Day of the Trumpet (1947)
The time is the last half of the 19th Century; the scene a tiny Maine fishing village; the chief characters are two boys growing up together on that harsh coast. Justin Sand has the nimble wit and ruthless drive to win his way in business at the expense of friendship, in love at the cost of a broken heart. The market for lobsters is opening up and Justin, a rash captain and a shrewd buyer, learns the dangers and the sudden rewards of a rough-and-tumble business on its way to building a whole region to prosperity.
Young (1955)
Twenty-four hours in the lives of two young women who have just graduated from high school. Colwell says that this is the most autobiographical of her novels. May Sarton wrote of the freshness, clarity and honesty of the novel's perceptions, "uncompromisingly true to the characters involved." Robert Linder found Young "an amazinly perceptive study of the modern girl in her late adolescence. What J.D. Salinger did for the [American] male, Miriam Colwell has done for the [American] female."
Contentment Cove
Contentment Cove — Miriam's fourth novel set in Maine and her first in more than five decades — is a riveting story of class distinctions in a 1950s Down East coastal village during a time of cultural change.

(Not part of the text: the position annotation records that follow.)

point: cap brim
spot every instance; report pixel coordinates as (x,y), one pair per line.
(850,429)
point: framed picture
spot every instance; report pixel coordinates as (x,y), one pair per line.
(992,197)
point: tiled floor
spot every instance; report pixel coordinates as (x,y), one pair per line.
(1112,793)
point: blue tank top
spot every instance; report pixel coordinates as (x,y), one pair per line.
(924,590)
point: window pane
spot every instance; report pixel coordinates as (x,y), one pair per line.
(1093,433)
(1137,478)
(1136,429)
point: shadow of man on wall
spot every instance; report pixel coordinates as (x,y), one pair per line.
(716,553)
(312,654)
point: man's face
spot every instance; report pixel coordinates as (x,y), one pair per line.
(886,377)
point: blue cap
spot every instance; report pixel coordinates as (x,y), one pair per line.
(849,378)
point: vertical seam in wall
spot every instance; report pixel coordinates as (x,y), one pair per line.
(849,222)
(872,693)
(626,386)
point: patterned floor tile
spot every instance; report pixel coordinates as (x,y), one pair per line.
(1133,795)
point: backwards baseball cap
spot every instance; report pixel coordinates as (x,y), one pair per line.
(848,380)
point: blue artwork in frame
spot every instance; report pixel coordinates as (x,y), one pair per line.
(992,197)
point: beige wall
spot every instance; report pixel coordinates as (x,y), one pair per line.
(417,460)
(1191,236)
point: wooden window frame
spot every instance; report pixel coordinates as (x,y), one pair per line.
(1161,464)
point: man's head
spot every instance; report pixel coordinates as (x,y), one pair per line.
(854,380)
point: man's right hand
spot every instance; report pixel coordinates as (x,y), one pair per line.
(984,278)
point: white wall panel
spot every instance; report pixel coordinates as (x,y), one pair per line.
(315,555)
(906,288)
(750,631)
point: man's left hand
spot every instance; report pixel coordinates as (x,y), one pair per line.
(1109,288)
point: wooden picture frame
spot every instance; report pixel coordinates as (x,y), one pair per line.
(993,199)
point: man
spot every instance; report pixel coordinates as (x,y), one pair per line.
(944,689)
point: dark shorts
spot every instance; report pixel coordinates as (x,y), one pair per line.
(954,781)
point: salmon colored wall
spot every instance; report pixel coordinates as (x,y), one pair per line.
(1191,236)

Meet Dot-Fran, Hilary, and Mina, three residents of a Maine coastal village in the 1950s. Dot-Fran, the youngest, is a native; she runs the town's drug store. Hilary, middle-aged, is a worldly artist. The wealthy Mina and her husband retired to the town after being enchanted with its charm during a one-night visit. Their disparate lives become entwined and eventually clash tragically.
The story — which features recognizable "Maine" characters as well as those "from away" — takes place over only a matter of days one summer.
And while Maine-native Colwell infuses Contentment Cove with humor, it is nonetheless a novel that deals with serious issues that remain relevant today, none more compelling than the erosion of one way of Maine life and the evolution of another.
The story of Contentment Cove's release is also interesting. Originally written by Colwell in the 1950s, the manuscript was set aside and forgotten. Colwell rediscovered it in 2005 and it was soon published in limited release by the late Constance Hunting, a University of Maine professor and head of Puckerbrush Press. Because of Hunting's death in 2006, the book went out of print almost immediately. The rights were then acquired by Maine-based Islandport Press, which fast-tracked the book for a widespread release in the spring of 2007.